I opened it, straightening the creases as much as I possibly could. I laid it flat on the new sheet of paper I’d turned to in my notebook and pressed the tip of the pen on the line that was right after the one I’d stopped on.

The very intimate, very private shower that Aeir hosted in my honor this weekend was breathtaking. The monthly trip to visit my grandmother looked and felt a lot different this time. In a small space decorated in the prettiest colors and decor, we celebrated the girls.

Everyone was in attendance, even Pops and Shelly. She’s healed and back working. That brings me so much joy. Seeing so many faces of people I love, gathered for the girls, was heartening. Dry eyes were impossible. I cried all day, Makai. I felt as ugly as you claim I am during those moments. (chuckle)

I have so much more to say but for the sake of saving this letter from my monstrous tears, I’ll leave things here. I love you. I miss you, immensely. Come home to us. At your rate, when you’re ready, come home to us. But, don’t make me wait too long. Don’t make us wait too long.

Mommas

***

Month Fourteen had come, leaving me wondering where time had gone and how so much had passed without a single word from Makai. I missed him every day.

His smile.

His hugs.

His laughs.

His sharp tongue.

His love.

His light.

His jokes.

The way he held me.

The way he loved me.

The way he made everything better.

I never would’ve imagined the man on the other end of the line of the phone on the day of my graduation would be in my life. I never imagined he would be my whole life. I never imagined he’d help me create life. It was fate then and it was fate that kept telling me it was okay to keep holding on.

He’s coming back to me. To us.

I’d said it so many times that I believed it. I was as sure he’d return as I was that the sun would rise the next day.

Makai,

It’s me, my love. Sitting to pen these letters isn’t as easy as it once was, but I promise I’ll never stop. The girls are crawling and keeping up with them is a task I never knew I’d dread and love so much.

We’ve reached 6 months. Can you believe it? Everyone is flying in this evening to celebrate the milestone in the girl’s life. It hasn’t been an easy six months, but Malachi blessed me with a nanny who is here almost twenty-four hours a day.

As the girls get older, I’ll lessen the hours but right now, the second hand is needed. I wish they were your hands, but I won’t get into that today. I’m trying my hardest to get through the day with little tears and more smiles.

That’s a lot harder than it sounds, but I know it’s possible. It’s the first day of March which means that your day is coming. Having not spent a birthday with you yet makes me salty, but we’ll celebrate you today as well. I love you, Makai. Come home to me, baby.

Love,

Glacier.

P.S. I tried with the drawing. Don’t laugh too much. I love you, so much.

***

Month Twenty

One year, baby. A whole year. The girls are a year old! I don’t know if I want to shout, cry, tell you how much I still need you or run out of ink chastising you for all that you’re missing.

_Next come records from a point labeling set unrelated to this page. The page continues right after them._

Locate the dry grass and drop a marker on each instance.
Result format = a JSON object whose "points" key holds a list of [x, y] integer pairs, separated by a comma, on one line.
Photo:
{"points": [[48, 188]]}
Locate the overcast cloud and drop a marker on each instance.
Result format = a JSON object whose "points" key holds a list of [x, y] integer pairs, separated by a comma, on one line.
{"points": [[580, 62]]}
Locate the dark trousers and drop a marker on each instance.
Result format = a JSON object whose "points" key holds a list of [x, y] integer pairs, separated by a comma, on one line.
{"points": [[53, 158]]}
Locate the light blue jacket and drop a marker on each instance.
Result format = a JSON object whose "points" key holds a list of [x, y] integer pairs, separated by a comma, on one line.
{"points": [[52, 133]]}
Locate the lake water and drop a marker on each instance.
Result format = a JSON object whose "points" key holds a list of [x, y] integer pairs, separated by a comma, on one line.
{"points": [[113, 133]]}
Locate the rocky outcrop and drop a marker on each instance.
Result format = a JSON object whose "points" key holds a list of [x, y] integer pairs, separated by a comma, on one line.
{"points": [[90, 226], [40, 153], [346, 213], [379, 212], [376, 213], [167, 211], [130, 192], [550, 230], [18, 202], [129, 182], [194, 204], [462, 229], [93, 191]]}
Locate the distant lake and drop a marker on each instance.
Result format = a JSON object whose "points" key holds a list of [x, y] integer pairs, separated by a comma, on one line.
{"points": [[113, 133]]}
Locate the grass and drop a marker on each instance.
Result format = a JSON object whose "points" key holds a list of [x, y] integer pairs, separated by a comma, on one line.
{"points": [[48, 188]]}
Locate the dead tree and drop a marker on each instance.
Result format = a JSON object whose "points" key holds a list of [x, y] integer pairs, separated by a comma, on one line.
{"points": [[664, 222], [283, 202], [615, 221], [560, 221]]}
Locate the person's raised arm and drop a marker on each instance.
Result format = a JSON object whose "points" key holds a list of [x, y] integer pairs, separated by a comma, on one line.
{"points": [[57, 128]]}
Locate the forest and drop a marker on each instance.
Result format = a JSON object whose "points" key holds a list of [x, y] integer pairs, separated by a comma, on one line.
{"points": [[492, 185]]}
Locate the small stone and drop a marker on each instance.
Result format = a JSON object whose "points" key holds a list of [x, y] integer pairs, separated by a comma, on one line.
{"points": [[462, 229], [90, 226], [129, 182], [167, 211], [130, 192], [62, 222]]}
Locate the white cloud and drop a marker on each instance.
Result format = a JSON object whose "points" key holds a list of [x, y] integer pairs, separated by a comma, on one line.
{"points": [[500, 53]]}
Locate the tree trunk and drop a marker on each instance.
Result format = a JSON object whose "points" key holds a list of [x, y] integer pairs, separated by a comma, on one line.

Although I’d rather not tap into that energy or add to the stress you’re already under, I am tired, Makai. I’m tired of not having you here. I’m tired of seeing the girls growing without their father. I’m tired of pointing to your pictures and telling them who you are.

I’m tired of seeing your family like clockwork, but never you. Baby, I am exhausted. And, the pain, it has hardly let up any. The girls have been my saving grace through the last twenty months. They’re the reasons I’m up every day, continuing life without you although it’s not what I want to do. I’m not well, Makai. And, I can’t pretend that I am in this letter.

Come home!

I folded the letter with precision and determination. Frustrated, I shoved it in the envelope and sealed it. Spending twenty months yearning for Makai was not what I envisioned for myself.

I dropped the letter off in the mailbox on my way out of the door. It was my first day at Clarke Medical as an ER nurse, but I wanted nothing more than to stay home with the girls. The twelve-hour shift felt like torture and it hadn’t begun.

Though I loved my career, I loved my girls more. The full year I’d spent at home with them had spoiled me, making me reconsider the workforce altogether. Nevertheless, I slid into my truck and pulled out of my driveway with the hospital marked as my destination on the GPS.